I've been working on a game set in a strictly interior setting with no daylight or ambient lighting to pick up the slack. The game is set in a few enclosed rooms with one or two toggleable lamps on the ceilings. Since the lights are toggleable afaik I can't just bake GI to allow the light to permeate the room better. My issue is that if I make the range of the omni lights too large, the shadow atlas gets used up just casting the shadows of the room's walls. However if I make the range smaller, then all the corners of my rooms are pitch black. Looking for advice on how interior lighting like this is generally done or if there are any tricks for toggleable lights I don't know about.
#Struggling to do interior lighting without shadows cast by walls eating up the entire shadow atlas.
8 messages · Page 1 of 1 (latest)
Are your walls double sided?
First of all, the objects need a reflection. By default this is the background (currently black). Place a ReflectionProbe node in each room and the lighting will be fixed.
And finally the exposure. The environment settings has a "tonemap" panel where the exposure can be changed manually and the WorldEnvironment node also has a camera attributes resource with several auto exposure options.

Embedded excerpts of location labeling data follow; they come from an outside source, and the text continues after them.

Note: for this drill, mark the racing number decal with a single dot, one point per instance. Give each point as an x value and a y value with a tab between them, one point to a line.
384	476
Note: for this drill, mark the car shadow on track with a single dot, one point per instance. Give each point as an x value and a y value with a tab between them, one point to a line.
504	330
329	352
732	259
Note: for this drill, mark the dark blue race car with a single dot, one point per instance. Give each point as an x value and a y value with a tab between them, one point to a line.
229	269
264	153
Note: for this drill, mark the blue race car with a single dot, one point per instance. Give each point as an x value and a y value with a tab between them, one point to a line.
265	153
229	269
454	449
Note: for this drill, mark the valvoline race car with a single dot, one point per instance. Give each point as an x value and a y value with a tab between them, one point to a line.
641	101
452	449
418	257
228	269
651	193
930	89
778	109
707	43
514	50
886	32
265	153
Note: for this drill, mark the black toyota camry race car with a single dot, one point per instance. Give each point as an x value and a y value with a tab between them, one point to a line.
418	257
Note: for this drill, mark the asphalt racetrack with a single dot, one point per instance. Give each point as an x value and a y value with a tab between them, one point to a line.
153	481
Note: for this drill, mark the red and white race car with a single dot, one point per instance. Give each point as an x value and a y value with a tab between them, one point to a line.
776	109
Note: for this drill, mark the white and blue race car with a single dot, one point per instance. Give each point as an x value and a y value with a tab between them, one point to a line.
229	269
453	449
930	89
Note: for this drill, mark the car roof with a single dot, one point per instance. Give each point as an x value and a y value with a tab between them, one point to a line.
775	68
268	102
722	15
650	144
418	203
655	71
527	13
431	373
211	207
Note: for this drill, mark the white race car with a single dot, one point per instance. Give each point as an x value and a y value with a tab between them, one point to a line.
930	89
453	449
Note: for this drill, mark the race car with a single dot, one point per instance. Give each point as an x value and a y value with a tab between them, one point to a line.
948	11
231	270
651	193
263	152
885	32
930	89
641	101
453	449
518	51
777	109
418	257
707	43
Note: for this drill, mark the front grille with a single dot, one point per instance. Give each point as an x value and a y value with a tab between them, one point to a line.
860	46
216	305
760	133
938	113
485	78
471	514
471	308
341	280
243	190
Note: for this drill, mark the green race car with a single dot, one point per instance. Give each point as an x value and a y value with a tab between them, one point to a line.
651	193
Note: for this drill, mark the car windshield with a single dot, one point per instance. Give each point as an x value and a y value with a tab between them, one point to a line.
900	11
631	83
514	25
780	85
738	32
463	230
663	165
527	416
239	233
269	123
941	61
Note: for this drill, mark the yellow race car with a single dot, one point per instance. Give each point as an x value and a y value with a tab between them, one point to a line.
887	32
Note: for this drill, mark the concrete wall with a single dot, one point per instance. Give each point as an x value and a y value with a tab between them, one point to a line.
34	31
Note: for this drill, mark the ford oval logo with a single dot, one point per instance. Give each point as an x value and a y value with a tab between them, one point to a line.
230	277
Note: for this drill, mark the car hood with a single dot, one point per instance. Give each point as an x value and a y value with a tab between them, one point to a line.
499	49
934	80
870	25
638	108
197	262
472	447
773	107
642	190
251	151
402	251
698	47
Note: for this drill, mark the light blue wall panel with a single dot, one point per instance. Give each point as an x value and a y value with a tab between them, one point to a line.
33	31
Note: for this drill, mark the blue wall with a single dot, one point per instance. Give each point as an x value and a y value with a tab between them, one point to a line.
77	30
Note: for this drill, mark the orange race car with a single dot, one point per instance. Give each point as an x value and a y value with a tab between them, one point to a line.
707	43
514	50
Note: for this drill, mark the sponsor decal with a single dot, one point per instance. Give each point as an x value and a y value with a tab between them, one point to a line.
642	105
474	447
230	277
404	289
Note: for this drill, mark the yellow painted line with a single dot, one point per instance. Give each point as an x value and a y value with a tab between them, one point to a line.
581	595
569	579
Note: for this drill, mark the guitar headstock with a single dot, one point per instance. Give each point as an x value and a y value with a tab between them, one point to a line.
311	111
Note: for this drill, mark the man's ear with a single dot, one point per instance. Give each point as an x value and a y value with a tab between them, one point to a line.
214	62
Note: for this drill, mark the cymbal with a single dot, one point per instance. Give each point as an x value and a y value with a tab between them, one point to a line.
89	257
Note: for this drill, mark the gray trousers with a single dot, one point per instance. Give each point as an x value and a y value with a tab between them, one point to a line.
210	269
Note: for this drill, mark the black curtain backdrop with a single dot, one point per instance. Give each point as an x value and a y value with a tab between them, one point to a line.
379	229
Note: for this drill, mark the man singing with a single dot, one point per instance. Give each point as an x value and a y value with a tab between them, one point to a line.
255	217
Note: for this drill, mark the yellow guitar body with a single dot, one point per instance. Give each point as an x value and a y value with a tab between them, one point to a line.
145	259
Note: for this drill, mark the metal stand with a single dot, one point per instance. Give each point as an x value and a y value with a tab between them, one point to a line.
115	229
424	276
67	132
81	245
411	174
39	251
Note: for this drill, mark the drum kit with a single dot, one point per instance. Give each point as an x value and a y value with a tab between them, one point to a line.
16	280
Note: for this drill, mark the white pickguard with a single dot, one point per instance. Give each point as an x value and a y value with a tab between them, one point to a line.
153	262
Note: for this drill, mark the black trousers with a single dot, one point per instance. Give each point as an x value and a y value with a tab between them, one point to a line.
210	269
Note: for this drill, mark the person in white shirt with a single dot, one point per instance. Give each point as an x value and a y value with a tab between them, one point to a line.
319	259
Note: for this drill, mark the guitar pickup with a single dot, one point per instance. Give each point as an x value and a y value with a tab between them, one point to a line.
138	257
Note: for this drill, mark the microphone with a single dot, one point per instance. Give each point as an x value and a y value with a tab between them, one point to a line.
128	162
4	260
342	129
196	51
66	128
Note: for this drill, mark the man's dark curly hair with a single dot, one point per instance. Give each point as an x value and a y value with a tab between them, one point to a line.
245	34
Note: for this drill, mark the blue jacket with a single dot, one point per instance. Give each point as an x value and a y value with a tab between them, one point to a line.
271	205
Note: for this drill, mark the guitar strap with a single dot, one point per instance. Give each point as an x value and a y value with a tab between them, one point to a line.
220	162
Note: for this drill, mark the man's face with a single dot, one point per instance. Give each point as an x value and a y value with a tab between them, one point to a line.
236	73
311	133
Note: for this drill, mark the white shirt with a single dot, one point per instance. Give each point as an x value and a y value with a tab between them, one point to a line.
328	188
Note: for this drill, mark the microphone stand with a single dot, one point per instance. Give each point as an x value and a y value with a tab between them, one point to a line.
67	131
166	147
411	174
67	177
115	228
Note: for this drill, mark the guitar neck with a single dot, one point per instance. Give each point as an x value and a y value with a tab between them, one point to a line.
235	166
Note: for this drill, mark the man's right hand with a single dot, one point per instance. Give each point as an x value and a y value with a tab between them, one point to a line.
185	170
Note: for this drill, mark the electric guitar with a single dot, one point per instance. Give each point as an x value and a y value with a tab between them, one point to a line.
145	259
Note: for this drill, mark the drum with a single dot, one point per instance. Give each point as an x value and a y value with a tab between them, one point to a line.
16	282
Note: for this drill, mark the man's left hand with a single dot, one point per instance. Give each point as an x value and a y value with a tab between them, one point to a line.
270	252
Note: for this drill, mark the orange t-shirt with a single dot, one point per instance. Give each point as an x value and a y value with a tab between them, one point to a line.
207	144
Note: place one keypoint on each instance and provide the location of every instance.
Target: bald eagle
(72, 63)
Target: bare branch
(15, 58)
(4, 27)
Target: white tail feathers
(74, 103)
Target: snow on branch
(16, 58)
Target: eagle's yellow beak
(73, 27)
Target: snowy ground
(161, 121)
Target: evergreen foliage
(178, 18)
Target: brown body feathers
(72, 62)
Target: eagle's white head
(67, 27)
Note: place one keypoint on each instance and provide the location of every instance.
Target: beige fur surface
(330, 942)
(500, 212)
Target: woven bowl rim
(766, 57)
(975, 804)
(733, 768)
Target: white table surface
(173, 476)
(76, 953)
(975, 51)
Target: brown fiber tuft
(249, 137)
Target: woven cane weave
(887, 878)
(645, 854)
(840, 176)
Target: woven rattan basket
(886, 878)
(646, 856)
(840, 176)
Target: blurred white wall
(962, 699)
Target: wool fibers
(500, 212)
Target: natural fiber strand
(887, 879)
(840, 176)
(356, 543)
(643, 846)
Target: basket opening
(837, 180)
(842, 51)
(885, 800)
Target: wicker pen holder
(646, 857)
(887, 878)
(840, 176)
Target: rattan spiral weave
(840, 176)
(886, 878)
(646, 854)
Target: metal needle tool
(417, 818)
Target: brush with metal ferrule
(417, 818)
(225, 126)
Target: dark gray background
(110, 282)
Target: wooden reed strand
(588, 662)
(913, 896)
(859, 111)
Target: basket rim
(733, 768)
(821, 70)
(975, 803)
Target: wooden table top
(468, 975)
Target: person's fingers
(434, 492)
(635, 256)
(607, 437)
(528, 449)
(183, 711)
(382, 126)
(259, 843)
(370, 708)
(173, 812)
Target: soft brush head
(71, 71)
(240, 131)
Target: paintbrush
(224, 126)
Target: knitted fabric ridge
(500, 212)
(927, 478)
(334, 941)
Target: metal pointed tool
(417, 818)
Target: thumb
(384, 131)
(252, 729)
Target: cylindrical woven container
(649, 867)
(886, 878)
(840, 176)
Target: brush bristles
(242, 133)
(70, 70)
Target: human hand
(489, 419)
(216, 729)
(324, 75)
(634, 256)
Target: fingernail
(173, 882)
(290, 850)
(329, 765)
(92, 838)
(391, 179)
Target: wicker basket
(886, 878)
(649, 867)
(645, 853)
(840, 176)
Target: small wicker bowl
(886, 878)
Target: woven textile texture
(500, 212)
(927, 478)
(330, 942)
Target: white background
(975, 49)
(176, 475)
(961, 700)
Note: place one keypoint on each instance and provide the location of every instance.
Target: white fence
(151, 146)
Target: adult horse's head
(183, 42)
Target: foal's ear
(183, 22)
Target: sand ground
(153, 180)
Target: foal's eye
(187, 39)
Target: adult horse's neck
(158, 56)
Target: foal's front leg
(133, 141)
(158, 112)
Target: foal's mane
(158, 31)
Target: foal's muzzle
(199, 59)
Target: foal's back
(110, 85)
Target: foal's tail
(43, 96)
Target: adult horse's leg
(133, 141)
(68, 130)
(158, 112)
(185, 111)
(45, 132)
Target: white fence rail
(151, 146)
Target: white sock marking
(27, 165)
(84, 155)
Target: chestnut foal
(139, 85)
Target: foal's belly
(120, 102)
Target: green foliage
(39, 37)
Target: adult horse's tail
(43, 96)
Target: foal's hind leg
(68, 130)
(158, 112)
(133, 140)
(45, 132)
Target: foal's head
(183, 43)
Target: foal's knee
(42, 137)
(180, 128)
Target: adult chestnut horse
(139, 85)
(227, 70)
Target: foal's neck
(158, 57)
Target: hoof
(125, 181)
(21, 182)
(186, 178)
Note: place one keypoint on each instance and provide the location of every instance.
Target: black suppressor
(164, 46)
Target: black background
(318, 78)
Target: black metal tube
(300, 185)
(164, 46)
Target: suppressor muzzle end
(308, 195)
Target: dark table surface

I like to use the Agx tonemap with contrast=1.2, saturation=1.1 for a punchy look.
they are single sided, double siding them appears to use even more of the shadow atlas
would this continue to generate a reflection even when the light it turned off or does it update? always assumed reflection probes are another form of baking
Tried it out and yeah that works a charm! Never realised the probes had a variable update rate. Thanks a ton :D
Ah hold on seems I misunderstood, there's a pretty huge to performance hit to keep them updating, however the fact I can enclose them around a room does mean I can just mark them as invisible when the lamp is turned off and room is meant to be dark.